December 29, 2011
I fret a lot about the welfare of animals and children I see onscreen (not just in Indian movies either), and it turns out that I should! But I will say that between the two articles from vintage Stardust magazines that I’ve attached here, the animals sound a lot better off than poor child star Kumari (Baby) Naaz. I’ve often wondered why such a good actress—who grew up into a truly beautiful woman—didn’t become a heroine, and she pretty much explains why in this interview (I love the writer’s purple prose: I doubt very much that Naaz even once “screamed”). You can also read more about her here.

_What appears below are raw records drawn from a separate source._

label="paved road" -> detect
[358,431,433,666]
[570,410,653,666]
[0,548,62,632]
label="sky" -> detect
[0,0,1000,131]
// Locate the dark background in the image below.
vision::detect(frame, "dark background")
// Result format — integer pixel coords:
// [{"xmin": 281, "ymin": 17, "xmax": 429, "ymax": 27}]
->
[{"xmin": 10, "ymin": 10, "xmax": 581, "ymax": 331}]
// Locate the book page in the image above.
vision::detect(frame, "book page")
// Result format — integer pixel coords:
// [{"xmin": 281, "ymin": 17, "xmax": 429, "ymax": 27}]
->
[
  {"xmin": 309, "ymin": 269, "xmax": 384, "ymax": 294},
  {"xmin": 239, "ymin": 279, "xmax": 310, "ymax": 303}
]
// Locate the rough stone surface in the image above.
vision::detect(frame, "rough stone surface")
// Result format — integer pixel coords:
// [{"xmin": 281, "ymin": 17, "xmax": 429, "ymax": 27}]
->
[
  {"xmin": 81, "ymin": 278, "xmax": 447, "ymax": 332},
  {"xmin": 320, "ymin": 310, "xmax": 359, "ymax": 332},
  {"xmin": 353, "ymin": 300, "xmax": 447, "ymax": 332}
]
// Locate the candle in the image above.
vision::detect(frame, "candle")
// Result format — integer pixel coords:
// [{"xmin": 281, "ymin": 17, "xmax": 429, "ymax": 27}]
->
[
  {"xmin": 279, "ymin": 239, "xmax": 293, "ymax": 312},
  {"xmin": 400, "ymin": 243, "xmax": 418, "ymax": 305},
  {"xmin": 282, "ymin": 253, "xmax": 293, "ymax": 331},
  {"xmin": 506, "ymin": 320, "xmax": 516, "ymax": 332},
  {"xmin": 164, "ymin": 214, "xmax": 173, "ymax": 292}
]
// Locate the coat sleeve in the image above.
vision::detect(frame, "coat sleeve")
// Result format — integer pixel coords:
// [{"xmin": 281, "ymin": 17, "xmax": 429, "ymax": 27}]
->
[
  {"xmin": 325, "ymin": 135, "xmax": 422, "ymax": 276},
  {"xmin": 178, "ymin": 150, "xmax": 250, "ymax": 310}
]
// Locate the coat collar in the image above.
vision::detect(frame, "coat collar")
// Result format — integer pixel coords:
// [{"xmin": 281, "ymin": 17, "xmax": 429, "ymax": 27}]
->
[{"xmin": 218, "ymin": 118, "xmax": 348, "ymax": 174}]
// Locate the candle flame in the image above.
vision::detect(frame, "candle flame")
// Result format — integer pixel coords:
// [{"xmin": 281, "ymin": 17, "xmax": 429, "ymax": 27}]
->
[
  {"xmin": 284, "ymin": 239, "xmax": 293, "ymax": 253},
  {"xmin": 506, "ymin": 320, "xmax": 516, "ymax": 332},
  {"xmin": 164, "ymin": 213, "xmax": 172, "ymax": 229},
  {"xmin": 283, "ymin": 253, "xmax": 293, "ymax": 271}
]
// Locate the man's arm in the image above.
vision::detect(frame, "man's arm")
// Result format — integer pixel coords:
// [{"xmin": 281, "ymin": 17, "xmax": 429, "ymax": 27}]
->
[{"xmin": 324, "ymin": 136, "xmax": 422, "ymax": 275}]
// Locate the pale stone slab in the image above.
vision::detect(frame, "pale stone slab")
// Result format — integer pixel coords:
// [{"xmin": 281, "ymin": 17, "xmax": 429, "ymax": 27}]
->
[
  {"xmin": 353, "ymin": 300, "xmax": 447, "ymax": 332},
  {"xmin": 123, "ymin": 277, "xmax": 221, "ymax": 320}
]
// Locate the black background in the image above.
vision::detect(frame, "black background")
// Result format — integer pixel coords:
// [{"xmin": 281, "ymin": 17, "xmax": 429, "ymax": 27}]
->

The second article is a fascinating look “behind the scenes” into the world of the men and women who train our Motis and Badals and Rajas. Enjoy!
December 23, 2011
This is a very silly adaptation of “Crocodile Dundee” which I love frankly because Sanjay Dutt is so freaking sexy in it. I’m even glad there are no subtitles, because it would be sad to have text cluttering up the screen and possibly partially obscuring him. There is other fun stuff too, like a wooden killer crocodile a la Khoon Bhari Maang and a “Pagal Gorilla” (actual dialogue not made up by me), but the main reason I watch this is Sanju. If he doesn’t do it for you, there’s Juhi Chawla, who would definitely be on any list of superb comediennes that I might make. In a role which could have been grating she is just adorable and hilarious, despite being flogged by the frilly excesses of Nineties ishtyle and a lot of mud.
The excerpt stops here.